I have tried and I have failed. That proud, strong woman crap runs deep in my veins. Instead of crying I walk around re-playing everything in my head. Replaying the bus ride...the doctor's visit...the pool of blood...the would be circus event *over my dead body*..I remember the pain..i remember rolling back and forth in the stretcher..I remember my resolve to fight for the baby that was left in me. In retrospect, I see that I really am one tough cookie. I didn't flinch. I starred death in its face and was okay with it.
I will cry. I must..I just don't know when. I did a little and then my child started to stir, and well that was the end of that. I have some unfinished cleaning to do (please don't judge me unless you gonna come help me)

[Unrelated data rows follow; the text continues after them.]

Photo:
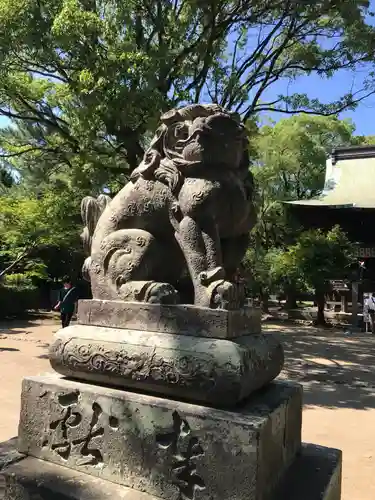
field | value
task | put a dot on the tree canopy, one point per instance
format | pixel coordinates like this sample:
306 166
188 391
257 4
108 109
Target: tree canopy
84 82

My QUACK is the best! If he wasn't so metro sexual and wasn't my quack I might have considered letting him court me if I had met him on the street instead of in his, um chair. But I can still um fantasize...pole...chair..quack.. um, #fail he would try and psycho-analyze my pole technique, can't have that.
Well, if I continue eating the way I have been this week, I am surely gonna have to cry cuz I won't be able to squeeze into any of my clothes. It is what it is, just know that I am sad but I am not stopping, I am not discouraged, I am in a better space than I have been in a long time.
"Sometimes we hold on to things thinking that they are the things that make us strong when in reality, they are what are making us weak. We do not have to hold on to pain or tears to validate our experiences, or to shield, protect our image. Jesus wept and he felt pain and he is the GREATEST and STRONGEST to ever walk the earth."